Go Back   Velocity Reviews > Newsgroups > PERL
User Name
Password
Register FAQ Members List Calendar Search Today's Posts Mark Forums Read

Reply

PERL - How to get length of string? length() problems

 
Thread Tools Search this Thread
Old 07-15-2003, 06:46 PM   #1
Default How to get length of string? length() problems


Simplified a bit, I'm parsing HTML documents to get sentences e.g.
my $html = get($URL);
# remove all HTML TAGs...blah blah blah
@sentences = split(/\./, $html));
then I'm trying to determine the number of characters in the sentence.
However, although when I print the sentences they look fine, when I use
length($sentence[0]) I get values in the hundreds for small sentences. Most
documentation I found said "length() returns the number of chars" however,
some said "length() returns the number of bytes". To get the number of
chars in this case, can I just divide by 8 or something?

Thanks for your help.
Mitchua




Mitchua
  Reply With Quote
Old 07-15-2003, 07:40 PM   #2
Mitchua
 
Posts: n/a
Default Re: How to get length of string? length() problems

"Mitchua" <> wrote in message
news:V5XQa.53675$ ble.rogers.com...
> Simplified a bit, I'm parsing HTML documents to get sentences e.g.
> my $html = get($URL);
> # remove all HTML TAGs...blah blah blah
> @sentences = split(/\./, $html));
> then I'm trying to determine the number of characters in the sentence.
> However, although when I print the sentences they look fine, when I use
> length($sentence[0]) I get values in the hundreds for small sentences.

Most
> documentation I found said "length() returns the number of chars" however,
> some said "length() returns the number of bytes". To get the number of
> chars in this case, can I just divide by 8 or something?
>


Would something like sprintf("%20s", $sentence[0]) work to crop the sentence
to 20 characters?

--Mitchua


  Reply With Quote
Old 07-15-2003, 08:56 PM   #3
Rich
 
Posts: n/a
Default Re: How to get length of string? length() problems

Mitchua wrote:

> "Mitchua" <> wrote in message
> news:V5XQa.53675$ ble.rogers.com...
>> Simplified a bit, I'm parsing HTML documents to get sentences e.g.
>> my $html = get($URL);
>> # remove all HTML TAGs...blah blah blah
>> @sentences = split(/\./, $html));
>> then I'm trying to determine the number of characters in the sentence.
>> However, although when I print the sentences they look fine, when I use
>> length($sentence[0]) I get values in the hundreds for small sentences.

> Most
>> documentation I found said "length() returns the number of chars"
>> however,
>> some said "length() returns the number of bytes". To get the number of
>> chars in this case, can I just divide by 8 or something?
>>

>
> Would something like sprintf("%20s", $sentence[0]) work to crop the
> sentence to 20 characters?
>
> --Mitchua


perldoc -f length:

"length EXPR
length Returns the length in characters of the value of EXPR..."

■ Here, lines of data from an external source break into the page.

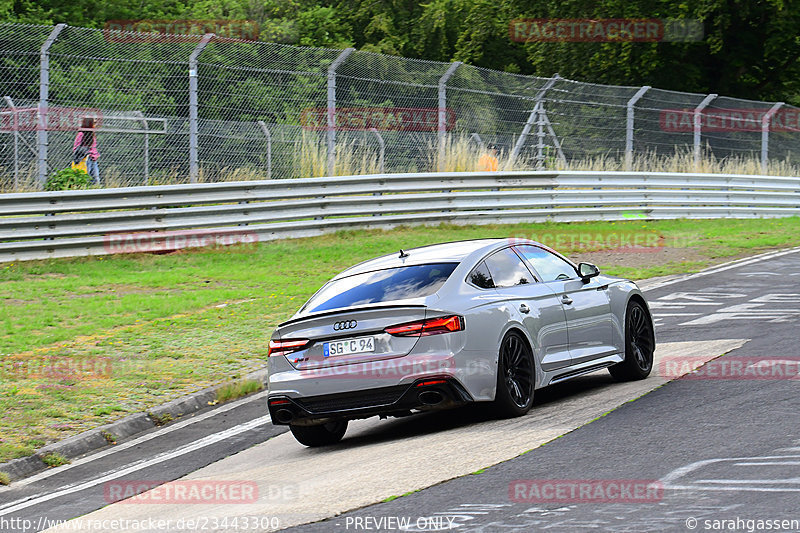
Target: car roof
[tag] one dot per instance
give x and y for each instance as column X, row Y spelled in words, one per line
column 448, row 252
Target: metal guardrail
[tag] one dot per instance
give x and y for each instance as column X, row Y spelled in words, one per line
column 103, row 221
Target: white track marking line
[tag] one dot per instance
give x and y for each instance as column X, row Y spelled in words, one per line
column 202, row 443
column 139, row 440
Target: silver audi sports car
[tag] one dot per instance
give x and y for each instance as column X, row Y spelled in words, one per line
column 450, row 324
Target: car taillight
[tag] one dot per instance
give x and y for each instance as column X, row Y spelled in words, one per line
column 286, row 347
column 432, row 326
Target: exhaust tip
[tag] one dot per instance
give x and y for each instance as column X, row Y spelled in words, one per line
column 284, row 416
column 431, row 397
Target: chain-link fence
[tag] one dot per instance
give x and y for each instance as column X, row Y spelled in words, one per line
column 206, row 108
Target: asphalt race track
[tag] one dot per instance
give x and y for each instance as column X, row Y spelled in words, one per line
column 712, row 449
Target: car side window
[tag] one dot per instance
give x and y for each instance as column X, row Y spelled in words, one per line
column 548, row 265
column 480, row 277
column 508, row 270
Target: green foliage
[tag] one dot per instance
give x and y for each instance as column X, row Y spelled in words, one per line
column 67, row 179
column 749, row 49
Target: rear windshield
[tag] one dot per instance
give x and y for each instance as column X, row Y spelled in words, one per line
column 381, row 286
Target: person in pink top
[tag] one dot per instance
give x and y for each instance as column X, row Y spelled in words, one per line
column 87, row 139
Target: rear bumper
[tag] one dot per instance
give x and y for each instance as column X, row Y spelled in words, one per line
column 437, row 392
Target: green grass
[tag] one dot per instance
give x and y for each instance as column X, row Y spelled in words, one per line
column 88, row 340
column 54, row 459
column 231, row 391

BUT length() returns the length in bytes when the bytes pragma is used, eg:

$x = chr(400);
print "Length is ", length $x, "\n"; # "Length is 1"
printf "Contents are %vd\n", $x; # "Contents are 400"
{
use bytes;
print "Length is ", length $x, "\n"; # "Length is 2"
printf "Contents are %vd\n", $x; # "Contents are 198.144"
}

perldoc bytes for more info.

Cheers,
--
Rich

  Reply With Quote
Old 07-16-2003, 04:08 AM   #4
Eric J. Roode
 
Posts: n/a
Default Re: How to get length of string? length() problems

-----BEGIN PGP SIGNED MESSAGE-----
Hash: SHA1

"Mitchua" <> wrote in
news:V5XQa.53675$ ble.rogers.com:

> Simplified a bit, I'm parsing HTML documents to get sentences e.g.
> my $html = get($URL);
> # remove all HTML TAGs...blah blah blah
> @sentences = split(/\./, $html));
> then I'm trying to determine the number of characters in the sentence.
> However, although when I print the sentences they look fine, when I
> use length($sentence[0]) I get values in the hundreds for small
> sentences. Most documentation I found said "length() returns the
> number of chars" however, some said "length() returns the number of
> bytes". To get the number of chars in this case, can I just divide by
> 8 or something?


Only if your characters are 8 bytes wide!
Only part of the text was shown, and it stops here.